Pour chaque scène, Grand Corps Malade et Mehdi Idir ont effectué un découpage technique dans le détail : "Où met-on la caméra ? Pourquoi ? Comment ? Quel mouvement ? Pour les personnages, on a réfléchi à leurs tenues, leurs coiffures. On voulait présenter nos envies aux chefs de poste de façon précise. Eux, en retour, nous ont fait des propositions. Je suis toujours aussi fasciné par leur professionnalisme. On a eu la chance de travailler avec la même équipe que pour Patients", déclare GCM.
"Patients n’a pas modifié notre envie de tourner avec des acteurs peu connus", confie Mehdi Idir. "On aurait pu être tenté de réaliser La Vie scolaire avec des stars. Mais ce n’est pas le cinéma qu’on veut faire. Sur Patients, malgré la difficulté à financer un film sans têtes d’affiche, nos producteurs Éric et Nicolas Altmayer, tout comme Jean-Rachid, nous ont suivis. Alors on est reparti sur le même schéma."
Pour Grand Corps Malade et Mehdi Idir, la priorité sur le tournage était d’abord les comédiens. Ils accordent beaucoup d’importance à leur jeu et répètent beaucoup avec eux. "Chaque fois qu’on refait une scène, c’est parce qu’on pense obtenir une émotion juste. La seconde priorité était d’intégrer les habitants de la cité où on a tourné, celle des Francs-Moisins à Saint-Denis. On a recruté plus de 200 personnes dont une centaine d’enfants. L’été, la plupart ne partent pas en vacances et ne font rien de leur journée. Sur 5 personnages principaux, 3 sont issus du quartier, comme tous les figurants. C’était valorisant pour les gosses d’avoir été choisis, de devenir comédien avec un salaire. On leur a fait sentir qu'on avait besoin d'eux. Ils se sentaient importants, respectés et avaient envie de bien faire", soulignent les réalisateurs.

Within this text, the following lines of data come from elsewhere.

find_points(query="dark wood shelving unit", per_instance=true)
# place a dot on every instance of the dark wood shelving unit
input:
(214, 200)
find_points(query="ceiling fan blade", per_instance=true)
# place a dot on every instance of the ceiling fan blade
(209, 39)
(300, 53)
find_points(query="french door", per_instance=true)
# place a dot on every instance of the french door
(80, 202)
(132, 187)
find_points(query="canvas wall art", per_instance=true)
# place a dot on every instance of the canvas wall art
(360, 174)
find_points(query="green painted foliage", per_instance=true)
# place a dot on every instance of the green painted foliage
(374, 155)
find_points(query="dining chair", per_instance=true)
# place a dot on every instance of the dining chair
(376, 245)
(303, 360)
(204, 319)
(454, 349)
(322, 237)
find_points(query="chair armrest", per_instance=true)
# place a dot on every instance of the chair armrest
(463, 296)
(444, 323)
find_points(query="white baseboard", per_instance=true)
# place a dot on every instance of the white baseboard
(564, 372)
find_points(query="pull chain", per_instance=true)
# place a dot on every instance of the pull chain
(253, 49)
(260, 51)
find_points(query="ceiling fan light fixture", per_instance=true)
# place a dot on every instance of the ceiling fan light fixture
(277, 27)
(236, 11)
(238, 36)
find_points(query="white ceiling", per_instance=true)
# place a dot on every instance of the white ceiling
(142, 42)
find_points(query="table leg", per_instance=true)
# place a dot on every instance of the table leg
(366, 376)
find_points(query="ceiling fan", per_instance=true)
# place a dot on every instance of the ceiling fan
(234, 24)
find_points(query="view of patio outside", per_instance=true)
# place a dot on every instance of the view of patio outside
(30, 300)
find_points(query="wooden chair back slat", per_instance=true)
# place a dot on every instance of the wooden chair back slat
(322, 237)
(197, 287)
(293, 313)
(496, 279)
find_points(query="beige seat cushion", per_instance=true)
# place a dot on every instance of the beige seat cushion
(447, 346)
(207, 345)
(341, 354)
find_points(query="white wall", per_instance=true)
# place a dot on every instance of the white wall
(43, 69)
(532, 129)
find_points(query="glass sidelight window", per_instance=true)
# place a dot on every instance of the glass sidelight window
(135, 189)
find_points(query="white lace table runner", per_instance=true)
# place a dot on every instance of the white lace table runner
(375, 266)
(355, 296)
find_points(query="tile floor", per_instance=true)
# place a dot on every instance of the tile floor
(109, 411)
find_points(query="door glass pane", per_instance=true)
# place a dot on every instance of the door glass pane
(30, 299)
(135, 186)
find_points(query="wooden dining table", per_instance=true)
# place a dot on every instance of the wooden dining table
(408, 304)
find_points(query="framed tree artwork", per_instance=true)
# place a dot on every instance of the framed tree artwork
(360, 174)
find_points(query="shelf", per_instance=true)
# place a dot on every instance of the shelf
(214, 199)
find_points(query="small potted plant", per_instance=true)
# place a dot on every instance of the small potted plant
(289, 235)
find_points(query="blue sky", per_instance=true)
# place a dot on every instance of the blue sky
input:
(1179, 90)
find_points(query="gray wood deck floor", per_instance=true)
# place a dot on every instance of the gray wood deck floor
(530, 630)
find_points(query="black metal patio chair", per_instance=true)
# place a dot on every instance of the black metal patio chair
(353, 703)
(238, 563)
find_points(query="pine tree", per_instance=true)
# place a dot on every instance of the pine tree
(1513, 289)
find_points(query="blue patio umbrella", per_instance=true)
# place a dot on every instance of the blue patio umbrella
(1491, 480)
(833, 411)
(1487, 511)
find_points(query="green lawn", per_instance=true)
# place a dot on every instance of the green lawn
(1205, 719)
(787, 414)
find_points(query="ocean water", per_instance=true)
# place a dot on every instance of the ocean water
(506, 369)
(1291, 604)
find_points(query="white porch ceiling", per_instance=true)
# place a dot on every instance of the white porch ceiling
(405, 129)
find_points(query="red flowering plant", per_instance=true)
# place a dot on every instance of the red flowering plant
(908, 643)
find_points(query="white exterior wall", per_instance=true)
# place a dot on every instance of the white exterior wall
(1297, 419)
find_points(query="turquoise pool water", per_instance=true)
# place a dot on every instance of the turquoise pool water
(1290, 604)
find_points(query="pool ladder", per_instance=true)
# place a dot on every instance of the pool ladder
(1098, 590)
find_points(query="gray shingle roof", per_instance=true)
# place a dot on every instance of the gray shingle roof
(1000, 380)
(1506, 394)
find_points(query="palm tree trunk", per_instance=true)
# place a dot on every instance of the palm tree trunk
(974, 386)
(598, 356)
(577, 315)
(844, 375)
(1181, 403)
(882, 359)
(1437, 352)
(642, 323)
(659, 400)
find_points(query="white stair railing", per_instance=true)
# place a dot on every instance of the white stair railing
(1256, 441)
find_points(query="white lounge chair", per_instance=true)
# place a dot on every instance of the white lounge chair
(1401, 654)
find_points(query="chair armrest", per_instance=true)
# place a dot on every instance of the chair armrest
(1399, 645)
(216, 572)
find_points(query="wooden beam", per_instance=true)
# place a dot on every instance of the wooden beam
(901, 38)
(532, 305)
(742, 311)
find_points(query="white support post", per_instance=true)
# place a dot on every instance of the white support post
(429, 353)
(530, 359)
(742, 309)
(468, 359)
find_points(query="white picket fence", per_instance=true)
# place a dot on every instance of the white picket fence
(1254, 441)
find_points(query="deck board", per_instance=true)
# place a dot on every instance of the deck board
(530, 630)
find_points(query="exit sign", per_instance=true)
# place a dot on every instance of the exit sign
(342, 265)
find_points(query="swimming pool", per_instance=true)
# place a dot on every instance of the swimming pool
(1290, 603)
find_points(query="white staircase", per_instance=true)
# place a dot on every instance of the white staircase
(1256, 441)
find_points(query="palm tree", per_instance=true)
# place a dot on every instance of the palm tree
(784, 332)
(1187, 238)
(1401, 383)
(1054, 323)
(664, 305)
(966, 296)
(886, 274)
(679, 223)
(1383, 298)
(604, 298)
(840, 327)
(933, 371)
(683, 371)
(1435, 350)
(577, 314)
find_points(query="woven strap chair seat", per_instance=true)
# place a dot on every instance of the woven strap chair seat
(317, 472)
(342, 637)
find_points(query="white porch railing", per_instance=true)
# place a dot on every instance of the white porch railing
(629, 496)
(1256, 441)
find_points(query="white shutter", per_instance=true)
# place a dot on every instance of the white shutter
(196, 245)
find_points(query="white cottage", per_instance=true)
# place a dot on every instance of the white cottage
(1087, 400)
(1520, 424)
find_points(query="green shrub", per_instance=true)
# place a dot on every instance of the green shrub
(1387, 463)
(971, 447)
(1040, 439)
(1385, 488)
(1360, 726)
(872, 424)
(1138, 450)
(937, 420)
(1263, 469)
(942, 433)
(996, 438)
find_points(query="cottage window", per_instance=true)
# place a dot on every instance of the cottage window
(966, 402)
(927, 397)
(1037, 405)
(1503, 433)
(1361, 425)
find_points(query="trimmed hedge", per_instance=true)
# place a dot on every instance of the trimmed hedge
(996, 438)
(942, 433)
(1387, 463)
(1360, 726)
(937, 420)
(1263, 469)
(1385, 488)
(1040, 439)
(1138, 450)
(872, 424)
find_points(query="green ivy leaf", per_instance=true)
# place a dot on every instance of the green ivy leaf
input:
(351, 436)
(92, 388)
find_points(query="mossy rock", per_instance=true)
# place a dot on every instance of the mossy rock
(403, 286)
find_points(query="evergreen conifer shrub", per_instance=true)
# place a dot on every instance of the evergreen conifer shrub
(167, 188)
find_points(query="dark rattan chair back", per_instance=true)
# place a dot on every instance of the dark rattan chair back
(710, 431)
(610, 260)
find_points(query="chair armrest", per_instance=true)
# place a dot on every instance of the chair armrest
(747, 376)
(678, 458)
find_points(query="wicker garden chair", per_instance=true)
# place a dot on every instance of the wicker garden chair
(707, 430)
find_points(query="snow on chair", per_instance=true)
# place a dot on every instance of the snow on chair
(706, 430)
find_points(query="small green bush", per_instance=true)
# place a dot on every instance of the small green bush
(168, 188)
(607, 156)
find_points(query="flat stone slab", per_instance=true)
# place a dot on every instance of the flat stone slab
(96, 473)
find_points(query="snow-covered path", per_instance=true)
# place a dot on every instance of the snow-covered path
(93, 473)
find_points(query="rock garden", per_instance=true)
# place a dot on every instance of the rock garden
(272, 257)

Pour parvenir à tirer une performance réaliste des enfants dans La Vie scolaire, Grand Corps Malade, Mehdi Idir ont répété avec eux toutes les scènes durant 15 jours dans une classe. "On était curieux de voir comment allaient réagir ces 25 élèves dont aucun ne sait ce qu’est le cinéma. Il fallait qu’ils soient en confiance, connaissent leur texte et que les figurants jouent le jeu d’une classe qui fout le bordel. Le groupe a existé dès les répétitions. C'est la magie des gamins. Ils sont vifs, intelligents, comprennent vite, s'approprient le texte et amènent le rôle ailleurs. Je ne veux pas dénigrer le travail des pros, mais parfois on a le sentiment que certains acteurs comprennent ce que tu attends et te le servent. Les gamins eux, restent eux-mêmes", confient les cinéastes.